GICC: A High-Performance Runtime for GPU-Initiated Communication and Coordination in Modern HPC Systems
New runtime cuts GPU coordination latency by up to 229x on HPE Slingshot networks...
Researchers Baodi Shan, Mauricio Araya-Polo, and Barbara Chapman have introduced GICC (GPU-Initiated Communication and Coordination), a high-performance runtime that allows GPU kernels to directly control NIC-level operations without host CPU intervention. This addresses a critical bottleneck in distributed GPU applications, where existing runtimes rely on host-driven progress and lack mechanisms for recycling pre-staged NIC work across repeated GPU-triggered operations. GICC decouples coordination semantics from data movement and introduces asynchronous resource reclamation, where the NIC signals completion to both GPU and host memory simultaneously, enabling a lightweight host thread to recycle NIC resources without injecting latency.
On HPE Slingshot interconnects—which power 6 of the top 10 systems in the November 2025 Top500, including the top 3—GICC reduces per-coordination latency by up to 229x and improves weak scaling efficiency by up to 25%. On InfiniBand, it achieves up to 1.95x lower put latency than NVSHMEM by eliminating unnecessary locking and synchronization.
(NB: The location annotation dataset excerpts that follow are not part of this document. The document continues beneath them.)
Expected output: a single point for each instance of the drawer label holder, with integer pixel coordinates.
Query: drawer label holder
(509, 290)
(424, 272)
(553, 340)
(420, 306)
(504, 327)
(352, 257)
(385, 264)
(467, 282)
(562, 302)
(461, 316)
In an industrial stencil proxy running on 64 AMD MI250X GCDs, GPU-aware MPI incurred over 52% higher communication time than GICC, which achieved 42% parallel efficiency versus MPI's 35.4%. The framework is implemented on both NVIDIA and AMD GPUs.
- GICC enables GPU kernels to directly trigger NIC operations without host CPU involvement on the fast path
- On HPE Slingshot, reduces per-coordination latency by up to 229x and improves weak scaling efficiency by 25%
- On InfiniBand, achieves 1.95x lower put latency than NVSHMEM by eliminating unnecessary locking and synchronization
Why It Matters
Unlocks massive performance gains for HPC workloads by eliminating CPU bottlenecks in GPU-to-GPU communication across top supercomputers.